Nevertheless, the words spoken at the time conveyed much of the drama of that first landing on the moons of Jupiter. The commentary broadcast from the approaching Leonov by Heywood Floyd served admirably to set the scene, and there were plenty of library shots of Europa to illustrate it:
'At this very moment I'm looking at it through the most powerful of the ship's telescopes; under this magnification, it's ten times larger than the Moon as you see it with the naked eye. And it's a really weird sight.
'The surface is a uniform pink, with a few small brown patches. It's covered with an intricate network of narrow lines, curling and weaving in all directions.
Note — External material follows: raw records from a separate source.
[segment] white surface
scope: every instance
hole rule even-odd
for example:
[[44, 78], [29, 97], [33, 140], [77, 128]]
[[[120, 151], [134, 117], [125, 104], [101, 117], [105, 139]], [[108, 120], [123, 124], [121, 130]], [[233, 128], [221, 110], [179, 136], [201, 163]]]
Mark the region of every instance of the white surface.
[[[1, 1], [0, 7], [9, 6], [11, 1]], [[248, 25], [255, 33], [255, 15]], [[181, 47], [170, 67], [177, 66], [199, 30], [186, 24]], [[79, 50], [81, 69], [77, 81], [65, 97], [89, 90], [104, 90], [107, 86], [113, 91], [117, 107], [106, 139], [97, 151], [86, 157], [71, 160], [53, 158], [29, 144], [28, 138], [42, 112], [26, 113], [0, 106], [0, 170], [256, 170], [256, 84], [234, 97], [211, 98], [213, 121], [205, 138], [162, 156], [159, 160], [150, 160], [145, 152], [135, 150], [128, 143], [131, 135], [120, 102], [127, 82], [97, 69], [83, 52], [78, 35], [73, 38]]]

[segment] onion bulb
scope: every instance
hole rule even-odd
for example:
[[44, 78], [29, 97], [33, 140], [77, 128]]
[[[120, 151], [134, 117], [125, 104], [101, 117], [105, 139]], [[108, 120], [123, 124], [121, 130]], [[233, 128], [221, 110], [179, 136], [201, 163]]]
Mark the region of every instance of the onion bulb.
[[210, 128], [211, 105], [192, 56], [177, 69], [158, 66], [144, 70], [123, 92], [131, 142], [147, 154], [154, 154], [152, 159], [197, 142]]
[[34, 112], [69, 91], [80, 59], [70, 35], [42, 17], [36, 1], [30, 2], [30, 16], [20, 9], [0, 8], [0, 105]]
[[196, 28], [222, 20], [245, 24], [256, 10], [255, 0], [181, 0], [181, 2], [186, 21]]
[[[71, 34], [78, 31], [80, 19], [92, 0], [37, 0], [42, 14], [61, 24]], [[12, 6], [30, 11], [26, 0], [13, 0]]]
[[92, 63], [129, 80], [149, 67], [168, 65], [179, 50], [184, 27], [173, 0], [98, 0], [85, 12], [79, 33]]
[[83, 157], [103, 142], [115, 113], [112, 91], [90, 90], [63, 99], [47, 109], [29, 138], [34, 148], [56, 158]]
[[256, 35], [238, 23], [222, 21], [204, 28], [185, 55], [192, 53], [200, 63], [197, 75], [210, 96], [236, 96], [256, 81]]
In fact, it looks very much like a photo from a medical textbook, showing a pattern of veins and arteries.
'A few of these features are hundreds – or even thousands – of kilometres long, and look rather like the illusory canals that Percival Lowell and other early-twentieth-century astronomers imagined they'd seen on Mars.
'But Europa's canals aren't an illusion, though of course they're not artificial. What's more, they do contain water – or at least ice. For the satellite is almost entirely covered by ocean, averaging fifty kilometres deep.
'Because it's so far from the Sun, Europa's surface temperature is extremely low – about a hundred and fifty degrees below freezing. So one might expect its single ocean to be a solid block of ice.
'Surprisingly, that isn't the case because there's a lot of heat generated inside Europa by tidal forces – the same forces that drive the great volcanoes on neighbouring Io.
'So the ice is continually melting, breaking up and freezing, forming cracks and lanes like those in the floating ice sheets in our own polar regions. It's that intricate tracery of cracks I'm seeing now; most of them are dark and very ancient – perhaps millions of years old. But a few are almost pure white; they're the new ones that have just opened up, and have a crust only a few centimetres thick.